Personally, I’m now able to do what I love and focus on the product more, especially regarding solutions to our customer’s problems two to three years in the future. Conversational user interfaces, like messaging apps, are growing quicker than social media interfaces. The impact is already considerable in private communication (friends and family) but has hardly started in B2C communication threads.

In 2017 we began to see some early trials on new ways to interact with businesses. Facebook wants their users to communicate with their bank through Messenger; Amazon took the chance to introduce voice-controlled shopping through Alexa for basic in-app purchases. Eventually, it means that the big three – Facebook, Amazon, and Google are investing in a future where consumers use their voice more frequently to interact with both machines and humans. This process is referred to as “conversational commerce.”

I believe Freespee is ahead of the curve, and we will accelerate our investments with the goal of embedding AI and machine learning into B2C communication.

How do you see the problem of connecting with customers, as compared to when you began Freespee?

CH: When we started Freespee, the first use case on our open communication platform that gained traction was our call analytics application. The perception in the market at the time was that consumers don’t want to talk to brands anymore, but that has changed with data-driven marketing. With the visibility that data tools introduced to marketers, they realised that digital consumers are more communication-intensive than in-store shoppers. The internet isn’t a tactile forum, so the number of questions you have before deciding to purchase is even higher than for in-store shopping.
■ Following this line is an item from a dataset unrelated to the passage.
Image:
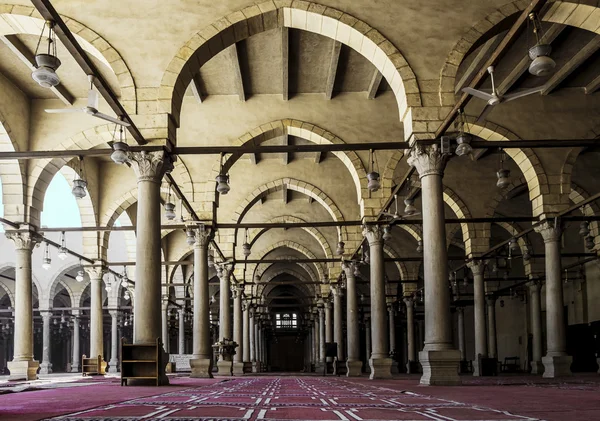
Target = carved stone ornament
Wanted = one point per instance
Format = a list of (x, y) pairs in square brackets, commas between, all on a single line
[(550, 231), (24, 240), (373, 234), (427, 160), (151, 166)]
But we’ve also got this paradox where, as consumers, we’re becoming less loyal to brands; the internet is influencing and enlightening us. A decade ago, my influencer was a friend, a family member. Now, influencers are more prolific. With less loyalty, the expectations from consumers increase. We’re never more than a click away from buying from someone else.

We need to help brands respond to that behavioural change by offering communication experiences that match the expectations of consumers tomorrow, not yesterday.

What is the most important lesson you learned through the years bringing Freespee to life?

CH: I think the most valuable lesson I’ve learned is that success comes from focus and obsession. If you’re obsessed with customer satisfaction and building a great product that solves their problem, you will develop a great company. If you have an obsession with your core offering, and you build a team with the same passion, then you can endure pretty much anything the world throws at you.

Which Freespee breakthroughs are you most proud of?

CH: I’m most proud of our amazing team. Our offices have grown throughout Europe: London, Paris, Dusseldorf, Barcelona, and Uppsala. It’s this team that global brands choose to trust. Our customer roster is unbelievable, for being a 70-people collective.

What do you think the future of customer communication looks like?

CH: I think the future is going to be increasingly consumer-centric, rather than brand-centric. It’s up to the consumer to decide how they want to speak to the brand; if I want to chat, talk or message. Brands are increasingly going to suffer if they are not available in the channel that the customer wants to speak in. You hear all the time that consumer expectations have changed and it’s no different in the communication space.

The enterprise communication software needs to be built like a consumer product – there’s two in the conversation, the consumer and the brand. Legacy contact centre platforms are built for the brand, not the consumer. This will change, and it will be a wake-up call for the tech industry.